At the time, he was effectively Coke's employee, just not on paper. And so it was a case of "Craig who?" as the company battled him through the courts over compensation. After enduring some particularly brutal publicity over the past fortnight, including a plea for compassion from the Premier, Coke has finally settled with Mr Pareezer - nine years after the original incident.
Others are yet to have their rights "contracted" in this way; they've merely been asked to be more "flexible". Indeed, the Government keeps insisting on the need for a more "flexible workforce" - a phrase that summons up the image of 2000 steelworkers doing tai chi and the odd yoga downward dog. It's hard to know why the Australian economy has been doing so well, beating much of the world in terms of economic growth, considering the sclerotic nature of our workforce.
"Flexible", of course, is just code for "a willingness to be treated like any other commodity - able to work anytime, anywhere, at the same rate, without penalties or loadings".
In first-year economics, labour is just another input cost, just like the raw materials. The coal you pour into the burners doesn't cost more on Saturdays and Sundays, so why should the workers who do the pouring? That's the theory, and you can find it expressed on the website of the H.R. Nicholls Society, as much as you can see it illustrated in the pages of Charles Dickens's Hard Times.

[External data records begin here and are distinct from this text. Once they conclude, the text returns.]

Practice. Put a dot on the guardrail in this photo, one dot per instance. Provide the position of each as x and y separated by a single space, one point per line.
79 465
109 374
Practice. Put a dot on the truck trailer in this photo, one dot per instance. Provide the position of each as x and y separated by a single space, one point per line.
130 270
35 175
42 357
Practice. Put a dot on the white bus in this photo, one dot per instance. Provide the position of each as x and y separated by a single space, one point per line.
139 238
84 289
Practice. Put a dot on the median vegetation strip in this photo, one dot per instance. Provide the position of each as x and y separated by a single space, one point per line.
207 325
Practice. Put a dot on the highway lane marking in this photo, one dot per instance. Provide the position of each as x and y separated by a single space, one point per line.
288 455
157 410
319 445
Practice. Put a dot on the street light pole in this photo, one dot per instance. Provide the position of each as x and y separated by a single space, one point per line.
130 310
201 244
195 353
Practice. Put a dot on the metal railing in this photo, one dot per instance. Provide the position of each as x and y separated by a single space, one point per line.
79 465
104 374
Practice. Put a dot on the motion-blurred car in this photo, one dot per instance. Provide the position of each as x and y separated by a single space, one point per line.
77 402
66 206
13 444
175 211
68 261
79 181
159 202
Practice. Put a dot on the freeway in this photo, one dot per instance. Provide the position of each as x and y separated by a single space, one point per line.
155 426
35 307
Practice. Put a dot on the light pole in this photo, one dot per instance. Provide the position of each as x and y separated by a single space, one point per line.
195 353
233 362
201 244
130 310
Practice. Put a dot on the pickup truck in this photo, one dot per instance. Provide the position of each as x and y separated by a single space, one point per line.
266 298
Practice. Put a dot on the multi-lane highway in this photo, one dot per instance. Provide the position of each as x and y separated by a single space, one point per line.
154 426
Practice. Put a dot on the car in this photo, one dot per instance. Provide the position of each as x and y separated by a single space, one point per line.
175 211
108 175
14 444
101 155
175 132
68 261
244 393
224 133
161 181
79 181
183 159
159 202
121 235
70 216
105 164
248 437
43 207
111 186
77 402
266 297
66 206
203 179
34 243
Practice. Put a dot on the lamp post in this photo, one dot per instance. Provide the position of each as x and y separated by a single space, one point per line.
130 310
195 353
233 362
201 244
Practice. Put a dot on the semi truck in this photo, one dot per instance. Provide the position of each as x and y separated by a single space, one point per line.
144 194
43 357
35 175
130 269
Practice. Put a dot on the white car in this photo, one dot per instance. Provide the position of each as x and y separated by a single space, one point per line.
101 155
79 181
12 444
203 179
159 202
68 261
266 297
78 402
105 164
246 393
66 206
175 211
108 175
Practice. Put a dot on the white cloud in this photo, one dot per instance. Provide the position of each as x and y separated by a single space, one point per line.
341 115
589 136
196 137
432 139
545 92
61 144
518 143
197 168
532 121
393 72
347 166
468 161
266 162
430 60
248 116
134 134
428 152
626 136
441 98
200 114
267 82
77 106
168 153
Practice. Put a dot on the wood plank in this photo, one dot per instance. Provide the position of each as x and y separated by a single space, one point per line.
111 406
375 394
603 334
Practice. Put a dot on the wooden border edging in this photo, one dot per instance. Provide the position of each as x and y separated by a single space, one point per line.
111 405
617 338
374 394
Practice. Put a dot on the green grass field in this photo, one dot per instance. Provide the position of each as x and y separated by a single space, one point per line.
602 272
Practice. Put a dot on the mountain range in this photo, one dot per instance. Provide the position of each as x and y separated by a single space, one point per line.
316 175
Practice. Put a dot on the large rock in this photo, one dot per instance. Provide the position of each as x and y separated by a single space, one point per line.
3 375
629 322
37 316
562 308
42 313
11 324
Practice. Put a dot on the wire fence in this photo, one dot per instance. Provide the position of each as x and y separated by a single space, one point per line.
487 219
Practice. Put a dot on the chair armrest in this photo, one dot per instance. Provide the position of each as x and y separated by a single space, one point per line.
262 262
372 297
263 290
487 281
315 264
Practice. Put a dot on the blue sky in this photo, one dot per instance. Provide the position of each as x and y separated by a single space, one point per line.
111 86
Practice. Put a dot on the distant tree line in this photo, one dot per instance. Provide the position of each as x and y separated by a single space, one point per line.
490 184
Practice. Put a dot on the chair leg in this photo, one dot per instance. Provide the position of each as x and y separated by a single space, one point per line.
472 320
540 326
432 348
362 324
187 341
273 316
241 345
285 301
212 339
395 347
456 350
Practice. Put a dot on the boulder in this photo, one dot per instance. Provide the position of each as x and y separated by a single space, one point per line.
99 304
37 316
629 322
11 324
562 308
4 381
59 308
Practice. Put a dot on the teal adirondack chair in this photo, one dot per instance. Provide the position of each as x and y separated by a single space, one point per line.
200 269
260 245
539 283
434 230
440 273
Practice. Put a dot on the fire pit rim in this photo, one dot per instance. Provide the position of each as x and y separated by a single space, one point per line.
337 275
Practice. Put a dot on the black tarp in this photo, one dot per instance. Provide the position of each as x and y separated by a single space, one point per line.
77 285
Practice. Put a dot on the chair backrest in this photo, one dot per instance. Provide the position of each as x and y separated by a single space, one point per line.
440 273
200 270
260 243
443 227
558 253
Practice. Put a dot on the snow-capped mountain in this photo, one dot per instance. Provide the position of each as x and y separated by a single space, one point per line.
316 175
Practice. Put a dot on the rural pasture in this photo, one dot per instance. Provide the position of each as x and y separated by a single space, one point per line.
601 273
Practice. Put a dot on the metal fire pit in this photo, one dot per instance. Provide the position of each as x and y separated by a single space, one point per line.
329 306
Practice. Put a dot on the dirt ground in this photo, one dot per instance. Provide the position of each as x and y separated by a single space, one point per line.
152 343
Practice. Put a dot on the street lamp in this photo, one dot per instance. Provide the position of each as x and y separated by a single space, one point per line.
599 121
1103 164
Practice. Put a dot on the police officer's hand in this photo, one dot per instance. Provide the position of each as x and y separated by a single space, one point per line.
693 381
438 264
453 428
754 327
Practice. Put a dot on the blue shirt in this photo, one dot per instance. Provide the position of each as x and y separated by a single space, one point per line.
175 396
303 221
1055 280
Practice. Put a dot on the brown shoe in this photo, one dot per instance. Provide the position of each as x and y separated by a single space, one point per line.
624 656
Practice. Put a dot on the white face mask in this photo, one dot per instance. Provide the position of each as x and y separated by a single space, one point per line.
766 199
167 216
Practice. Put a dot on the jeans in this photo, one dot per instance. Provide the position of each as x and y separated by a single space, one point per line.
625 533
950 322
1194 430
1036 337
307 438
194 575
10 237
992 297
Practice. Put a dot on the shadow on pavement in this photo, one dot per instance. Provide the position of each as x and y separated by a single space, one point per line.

The only snag is that employees are different to lumps of coal. For a start, they have a role outside the production process - as citizens, parents and consumers, among other things. This might seem like stating the bleeding obvious, but there are times when stating the bleeding obvious can seem like an act of radical dissent.
Unlike lumps of coal, employees create the society in which business operates. That's why penalty rates are a good compromise: they don't force businesses to close down on weekends; but they do gently encourage work to be concentrated, where possible, on weekdays.
This allows for two days in which citizens can join together to build social capital - whether that takes the form of attending church, partaking in a boozy barbecue, or driving the children to soccer. All are hard to achieve when there is no shared pattern to our times of rest and work.
The Government keeps insisting penalty rates should be a matter of individual choice. But weekends, by their very nature, are the proper subject of communal decision making. There's no point in me driving my children down to weekend soccer if there's no one there for them to play against.
It's not a problem faced by lumps of coal. Lumps of coal don't care too much about when they are thrown into the burner. Lumps of coal are not asked to play a role outside the economy.
The tradition of Australian industrial relations was famously set in 1907 in the Harvester judgement of Justice H.B. Higgins. He insisted that workers were more than an input cost; that a fair wage had to take account of a worker's ability to function in those other roles, such as citizen, parent or, as Higgins put it, "a human being in a civilised community".
A dusty court judgement, from a century ago. Funny how, in 2006, it suddenly has the ring of a rallying cry.